Ее жизнь представляется мне бесконечной дорогой трудов и преданности. В тринадцатилетнем возрасте она идет работать на завод, откуда через некоторое время уходит и поступает в услужение к директору коллежа. Когда тот получил назначение в Бетюн, Алиса последовала за семьей своих хозяев, — там началась несколько авантюрная пора ее жизни, по крайней мере она считала ее таковой. Разразилась война, артиллерийская канонада становится все слышнее в городе, через который проходили, направляясь на фронт, английские войска. Целое лето один из полков квартировал в помещении коллежа, и Алиса на всю жизнь запомнила этих любителей пива и усвоила две фразы: «Do you speak English?» и «I love you!»[7] — этим и исчерпывалось ее знание английского языка.
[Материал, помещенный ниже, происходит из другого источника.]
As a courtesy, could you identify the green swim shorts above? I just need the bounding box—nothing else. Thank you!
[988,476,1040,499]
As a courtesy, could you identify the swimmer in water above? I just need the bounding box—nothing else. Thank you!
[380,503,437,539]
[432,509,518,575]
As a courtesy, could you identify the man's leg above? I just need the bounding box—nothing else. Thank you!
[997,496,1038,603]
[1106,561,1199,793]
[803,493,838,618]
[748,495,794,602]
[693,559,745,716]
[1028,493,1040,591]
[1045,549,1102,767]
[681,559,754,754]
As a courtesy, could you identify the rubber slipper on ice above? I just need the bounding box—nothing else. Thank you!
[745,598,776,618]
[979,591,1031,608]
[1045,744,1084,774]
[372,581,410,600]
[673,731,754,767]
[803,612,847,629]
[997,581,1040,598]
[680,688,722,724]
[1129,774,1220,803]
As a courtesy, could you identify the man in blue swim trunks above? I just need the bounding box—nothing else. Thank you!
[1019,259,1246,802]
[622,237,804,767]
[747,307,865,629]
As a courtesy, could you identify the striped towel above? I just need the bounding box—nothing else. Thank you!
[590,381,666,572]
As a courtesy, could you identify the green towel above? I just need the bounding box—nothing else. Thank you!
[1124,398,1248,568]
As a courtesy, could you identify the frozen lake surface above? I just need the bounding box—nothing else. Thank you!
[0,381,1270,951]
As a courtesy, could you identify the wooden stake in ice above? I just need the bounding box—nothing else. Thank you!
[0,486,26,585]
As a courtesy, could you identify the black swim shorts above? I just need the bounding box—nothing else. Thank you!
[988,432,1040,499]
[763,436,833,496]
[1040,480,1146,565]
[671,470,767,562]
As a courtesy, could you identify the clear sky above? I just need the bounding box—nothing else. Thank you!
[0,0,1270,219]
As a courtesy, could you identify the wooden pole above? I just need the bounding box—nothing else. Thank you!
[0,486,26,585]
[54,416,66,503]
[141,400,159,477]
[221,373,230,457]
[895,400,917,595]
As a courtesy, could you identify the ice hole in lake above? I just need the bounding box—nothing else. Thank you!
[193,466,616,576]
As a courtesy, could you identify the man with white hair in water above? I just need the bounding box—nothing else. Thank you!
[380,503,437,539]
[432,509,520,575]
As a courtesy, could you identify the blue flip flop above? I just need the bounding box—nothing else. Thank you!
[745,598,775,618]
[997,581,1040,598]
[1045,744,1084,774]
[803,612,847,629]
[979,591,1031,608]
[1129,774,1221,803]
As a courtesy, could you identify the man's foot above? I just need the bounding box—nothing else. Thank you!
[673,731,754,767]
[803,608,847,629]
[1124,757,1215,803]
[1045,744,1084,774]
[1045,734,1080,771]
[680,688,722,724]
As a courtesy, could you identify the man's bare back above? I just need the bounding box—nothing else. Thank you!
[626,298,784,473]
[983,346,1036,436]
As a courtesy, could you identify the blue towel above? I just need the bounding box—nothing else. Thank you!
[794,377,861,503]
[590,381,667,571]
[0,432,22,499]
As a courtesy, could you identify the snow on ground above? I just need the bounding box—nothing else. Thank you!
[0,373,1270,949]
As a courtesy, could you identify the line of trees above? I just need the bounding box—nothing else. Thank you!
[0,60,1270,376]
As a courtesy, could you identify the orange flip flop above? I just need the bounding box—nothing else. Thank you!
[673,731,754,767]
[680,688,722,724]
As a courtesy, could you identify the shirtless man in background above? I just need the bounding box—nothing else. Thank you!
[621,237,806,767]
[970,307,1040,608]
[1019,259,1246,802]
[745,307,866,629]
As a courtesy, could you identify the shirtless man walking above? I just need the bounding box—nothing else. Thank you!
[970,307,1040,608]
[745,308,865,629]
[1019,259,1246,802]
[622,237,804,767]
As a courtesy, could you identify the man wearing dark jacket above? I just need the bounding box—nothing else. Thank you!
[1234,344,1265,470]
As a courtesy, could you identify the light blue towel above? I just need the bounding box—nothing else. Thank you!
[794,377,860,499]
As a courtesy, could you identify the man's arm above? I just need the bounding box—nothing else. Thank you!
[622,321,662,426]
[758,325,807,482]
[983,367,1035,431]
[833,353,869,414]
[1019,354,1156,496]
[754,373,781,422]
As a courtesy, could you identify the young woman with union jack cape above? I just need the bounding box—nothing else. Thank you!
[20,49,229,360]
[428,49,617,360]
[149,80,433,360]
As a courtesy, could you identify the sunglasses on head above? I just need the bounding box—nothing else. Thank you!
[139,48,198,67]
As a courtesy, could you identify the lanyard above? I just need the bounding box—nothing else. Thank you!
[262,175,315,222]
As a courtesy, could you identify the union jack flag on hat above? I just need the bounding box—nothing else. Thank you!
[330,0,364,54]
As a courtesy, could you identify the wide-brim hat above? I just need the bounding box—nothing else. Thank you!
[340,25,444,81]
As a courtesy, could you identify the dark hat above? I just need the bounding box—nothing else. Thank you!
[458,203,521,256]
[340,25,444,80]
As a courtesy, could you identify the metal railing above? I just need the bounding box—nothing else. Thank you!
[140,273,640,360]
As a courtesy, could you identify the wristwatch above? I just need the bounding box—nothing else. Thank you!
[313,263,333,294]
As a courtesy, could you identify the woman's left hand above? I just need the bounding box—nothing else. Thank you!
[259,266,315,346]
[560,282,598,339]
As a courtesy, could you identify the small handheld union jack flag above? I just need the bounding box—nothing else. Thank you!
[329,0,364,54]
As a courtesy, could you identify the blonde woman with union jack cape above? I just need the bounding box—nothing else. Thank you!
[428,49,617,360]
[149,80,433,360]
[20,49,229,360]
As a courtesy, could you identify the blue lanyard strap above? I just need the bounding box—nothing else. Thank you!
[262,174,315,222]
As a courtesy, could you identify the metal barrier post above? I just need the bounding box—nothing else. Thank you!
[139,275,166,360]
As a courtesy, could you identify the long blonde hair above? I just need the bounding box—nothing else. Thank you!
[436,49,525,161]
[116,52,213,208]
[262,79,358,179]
Я иногда спрашивал себя, не зародилась ли тогда в ее сердце симпатия к какому-нибудь солдатику, готовая излиться нежной любовью, разумеется несчастливой из-за быстрого передвижения войск. Мне ничего об этом не известно, и, по правде говоря, весьма сомнительно, чтобы подобная история могла приключиться, иначе Алиса обязательно поведала бы ее нам, хотя бы даже намеками. Скорее уж именно в это время Алиса установила между собою и мужчинами некую дистанцию, в которой угадывалась насмешка, так что напрасно все эти «томми» кудахтали ей вслед: «Мамзель! Мамзель!» — она не поддавалась на их заигрывания.
Я нашел старую фотографию, на которой она снята в костюме булонской крестьянки: в длинной юбке, шали, завязанной на талии, в гипюровом чепце, напоминающем ту ракушку, которую нацепляли на плащ или на шляпу паломники, идущие в Сантьяго-де-Компостела, и в сабо. Она стоит, повернувшись в профиль, с решительным видом, упершись кулаком в бедро. Этот снимок я и раньше встречал в альбоме, переплет которого был украшен шелковой вышивкой — фиалками и розами, — где Алиса хранила фотографии и почтовые открытки. Она бережно доставала его из нижнего ящика шкафа и, положив передо мной на стол, вынимала открытки, все одинакового коричневатого тона: «Вот видишь, это когда я жила в Бетюне, во время войны». О Севере она говорила так, будто это был какой-то экзотический край, который находился за тридевять земель отсюда, и вспоминала она о нем с печальным вздохом.